Selon Gragerfis, les Bouses étaient une tribu des Mèdes, et les Boudiens également.
(Luc Pulflop, Prière d'incinérer. Dégoût)
Férocité inouïe de l'ami de la sagesse
« Les philosophes, lorsqu'ils ne peuvent plus supporter l'oisiveté et l'ennui de leur existence, se donnent le barbare plaisir de poursuivre un phénomène, de le réduire aux abois, de le faire passer par tous les degrés de la terreur et du désespoir, pour le faire enfin déchirer par des meutes de concepts, lorsqu'il ne peut plus ni se remuer ni se défendre, et qu'il n'a plus que des larmes et des palpitations douloureuses à opposer. » (Ligaturo Mazop der Saj, Le vice suprême, J.-B. Baillière, Paris, 1894)
(Johannes Zimmerschmühl, Pensées rancies et cramoisies)
Panacée
Selon Matthiole, l'idée du Rien « nettoie l'estomac de toutes les humeurs grasses et gluantes qui causent les indigestions ; tue les vers ; guérit toutes les coliques d'estomac et d'entrailles au bout de quelques minutes ; rend gai, soulage bien les hydropiques ; guérit les indigestions dans une heure de temps, ramollit le tympan aux sourds ; apaise pour quelques temps les douleurs d'une dent creuse ; purifie le sang, le fait circuler, et est un contre-poison parfait ; purge imperceptiblement et sans douleurs, et guérit toutes les fièvres intermittentes à la troisième dose.
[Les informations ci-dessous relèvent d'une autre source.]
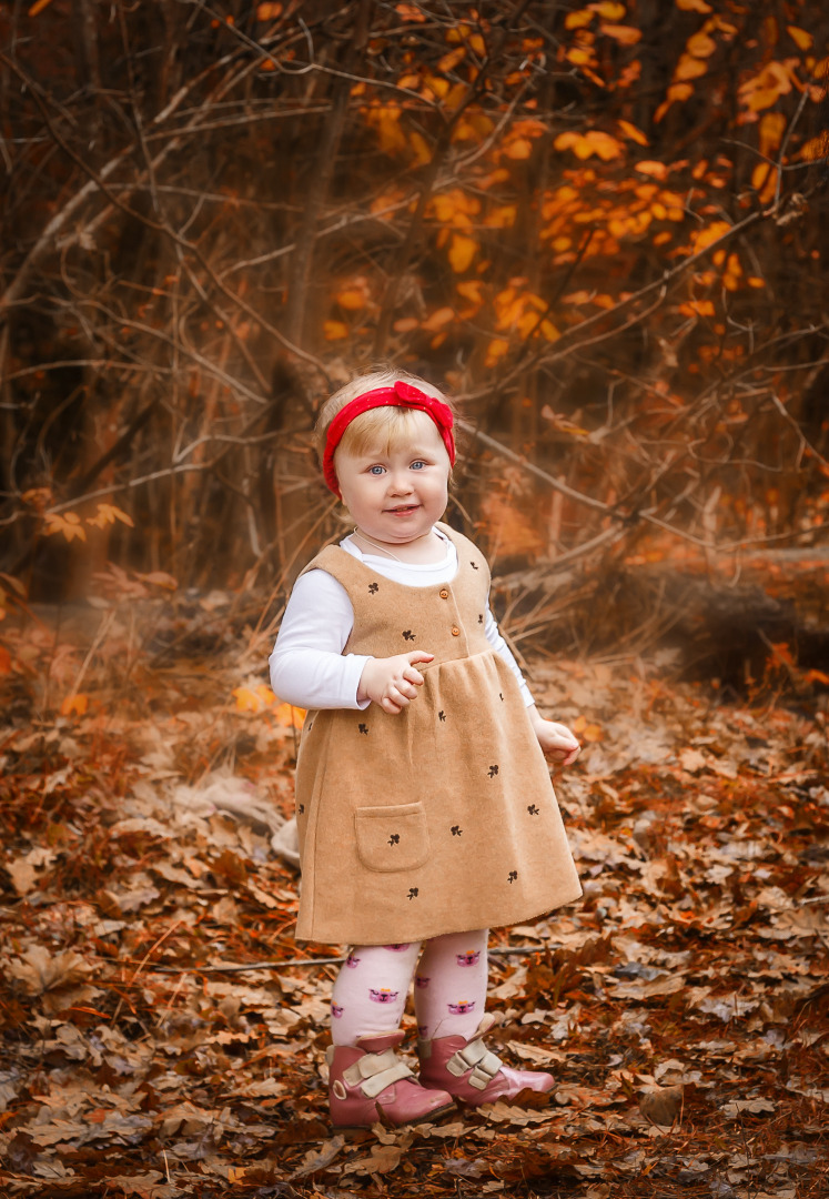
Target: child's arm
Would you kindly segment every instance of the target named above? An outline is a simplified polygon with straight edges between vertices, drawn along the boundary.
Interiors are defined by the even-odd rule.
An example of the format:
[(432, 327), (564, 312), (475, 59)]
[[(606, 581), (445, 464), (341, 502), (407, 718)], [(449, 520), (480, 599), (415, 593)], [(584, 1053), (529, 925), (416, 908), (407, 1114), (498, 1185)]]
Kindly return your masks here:
[(527, 709), (527, 716), (545, 758), (552, 758), (559, 766), (570, 766), (581, 753), (575, 734), (567, 724), (545, 721), (534, 704)]

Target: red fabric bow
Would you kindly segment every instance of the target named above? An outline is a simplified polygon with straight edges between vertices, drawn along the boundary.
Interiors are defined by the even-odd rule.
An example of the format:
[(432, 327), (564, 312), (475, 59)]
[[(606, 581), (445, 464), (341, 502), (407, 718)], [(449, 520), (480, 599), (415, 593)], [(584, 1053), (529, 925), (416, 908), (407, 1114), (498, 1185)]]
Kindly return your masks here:
[(432, 418), (437, 432), (443, 439), (449, 462), (455, 464), (455, 439), (452, 433), (453, 417), (452, 409), (440, 399), (426, 396), (425, 392), (412, 387), (409, 382), (398, 380), (393, 387), (377, 387), (375, 391), (367, 391), (350, 400), (340, 408), (334, 420), (328, 426), (326, 435), (326, 448), (322, 456), (322, 474), (325, 481), (334, 495), (340, 494), (337, 471), (334, 470), (334, 451), (343, 440), (343, 434), (355, 420), (371, 408), (417, 408)]

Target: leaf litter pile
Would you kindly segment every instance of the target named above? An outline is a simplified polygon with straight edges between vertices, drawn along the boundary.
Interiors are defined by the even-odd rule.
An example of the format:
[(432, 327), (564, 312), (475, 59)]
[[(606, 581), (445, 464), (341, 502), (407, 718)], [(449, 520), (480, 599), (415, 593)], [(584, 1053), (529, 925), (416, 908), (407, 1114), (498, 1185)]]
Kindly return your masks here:
[(585, 898), (492, 934), (491, 1043), (557, 1086), (335, 1135), (310, 959), (344, 947), (292, 938), (296, 717), (231, 615), (6, 622), (0, 1193), (829, 1194), (819, 697), (537, 663), (585, 742), (557, 784)]

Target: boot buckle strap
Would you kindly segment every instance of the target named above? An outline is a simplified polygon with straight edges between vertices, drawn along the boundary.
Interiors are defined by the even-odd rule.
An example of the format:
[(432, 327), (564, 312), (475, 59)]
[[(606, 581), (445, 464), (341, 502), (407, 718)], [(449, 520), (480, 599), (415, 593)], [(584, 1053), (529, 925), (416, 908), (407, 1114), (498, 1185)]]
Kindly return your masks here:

Elle a ceci d'admirable, ajoute l'auteur, qu'on peut en prendre une forte dose impunément, et qu'elle est utile à tout. »
(Marcel Banquine, Exercices de lypémanie)
Oxygène
Morozzo, ayant mis plusieurs philosophes sous une cloche de verre qui plongeait dans l'eau, et qui fut remplie d'air atmosphérique, puis d'oxygène, remarqua que ces « amis de la sagesse » vivaient moins longtemps dans l'air ordinaire que dans l'air vital, parce qu'ils en épuisaient plus tôt, en produisant leurs concepts, la partie respirable !
(Johannes Zimmerschmühl, Pensées rancies et cramoisies)
Une cure efficace
Un homme de quarante ans, d'un tempérament sec et mélancolique, était atteint depuis longtemps d'une tristesse profonde qu'il chercha vainement à combattre par une multitude de moyens. Il se résolut finalement à prendre du taupicide en infusion légère dans de la bière, et après neuf jours de traitement, la maladie se dissipa et le malade avec.